Tuning a text analyser
Feb. 12th, 2010 03:44 pmI took the raw program and profiled it using largest chunk of text I had to hand, George Eliot's Middlemarch, as it happens. I noticed almost immediately that most of the code spent most of its time in the routine that updated the word frequency hash, and that the routine spent most of this time running a series of regular expressions to clean off any non-alphanumeric characters prior to updating the frequency hash. Suspecting that this wasn't very efficient, I decided to benchmark a few alternatives.

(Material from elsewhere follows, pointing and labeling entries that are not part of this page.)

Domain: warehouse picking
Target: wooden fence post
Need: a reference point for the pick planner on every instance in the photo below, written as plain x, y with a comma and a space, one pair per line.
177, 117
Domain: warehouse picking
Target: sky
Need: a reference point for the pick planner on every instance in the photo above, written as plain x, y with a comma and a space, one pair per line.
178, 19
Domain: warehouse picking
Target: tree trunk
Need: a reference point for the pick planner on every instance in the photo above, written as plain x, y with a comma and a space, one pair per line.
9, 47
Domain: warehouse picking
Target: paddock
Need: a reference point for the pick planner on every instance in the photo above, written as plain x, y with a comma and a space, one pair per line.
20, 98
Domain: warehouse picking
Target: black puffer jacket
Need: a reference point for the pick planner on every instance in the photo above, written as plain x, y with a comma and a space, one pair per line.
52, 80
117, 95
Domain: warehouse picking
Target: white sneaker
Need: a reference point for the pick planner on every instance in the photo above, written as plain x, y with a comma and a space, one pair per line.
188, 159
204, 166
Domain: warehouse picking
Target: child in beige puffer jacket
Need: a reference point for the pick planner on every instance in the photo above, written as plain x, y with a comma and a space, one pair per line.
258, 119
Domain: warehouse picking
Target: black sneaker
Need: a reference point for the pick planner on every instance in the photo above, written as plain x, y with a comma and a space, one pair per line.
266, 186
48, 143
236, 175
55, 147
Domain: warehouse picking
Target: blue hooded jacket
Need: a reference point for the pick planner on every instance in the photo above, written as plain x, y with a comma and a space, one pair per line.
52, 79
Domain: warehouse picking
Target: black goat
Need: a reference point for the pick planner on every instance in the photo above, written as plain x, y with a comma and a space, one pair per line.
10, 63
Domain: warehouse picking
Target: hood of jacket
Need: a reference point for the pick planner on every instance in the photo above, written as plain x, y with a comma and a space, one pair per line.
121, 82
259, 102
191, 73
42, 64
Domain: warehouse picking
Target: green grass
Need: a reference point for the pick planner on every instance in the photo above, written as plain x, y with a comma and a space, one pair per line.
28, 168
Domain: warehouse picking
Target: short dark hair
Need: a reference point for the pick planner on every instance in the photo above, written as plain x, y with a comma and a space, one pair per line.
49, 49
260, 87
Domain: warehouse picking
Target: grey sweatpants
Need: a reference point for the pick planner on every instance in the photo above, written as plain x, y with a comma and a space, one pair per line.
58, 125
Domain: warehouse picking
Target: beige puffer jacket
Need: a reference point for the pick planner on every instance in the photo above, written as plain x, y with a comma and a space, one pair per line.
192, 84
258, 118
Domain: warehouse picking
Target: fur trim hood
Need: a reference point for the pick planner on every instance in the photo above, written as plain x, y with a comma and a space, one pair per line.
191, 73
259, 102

My original code looked something like the following:
def case1(word):
word = re.sub("^\\W*", "", word)
word = re.sub("\\W*$", "", word)
return word
So I decided to replace the pair of substitutions with a single one:
def case2(word):
return re.sub("^\\W*(\\w+?)\\W*$", "\\1", word)
But I discovered that this decreased performance by 25 per cent. So I decided to try a simple regexp match instead:
def case3(word):
m = re.match("^\\W*(\\w+?)\\W*$", word)
if m:
return m.group(1)
This gave a 160 per cent improvement on the original. But I realised I could do still better if I abandoned regexps altogether and replaced them with some plain string processing:
def case4(word):
return word.strip(",.?!:;'\"")
Sure enough, this gave a 1200 per cent improvement over the original
re.sub()
code, which reduced the cost of the function to the point where a re.split()
in the caller become one of the dominant costs. Once this was replaced with an almost equivalent set of string splits, I found that the elapsed time of the program had been more than halved and the problem had moved from being CPU bound to being IO bound.The moral of the story, then, is that although regular expressions are often useful they significantly limit code scalability and should be avoided in codes where performance is likely to be important.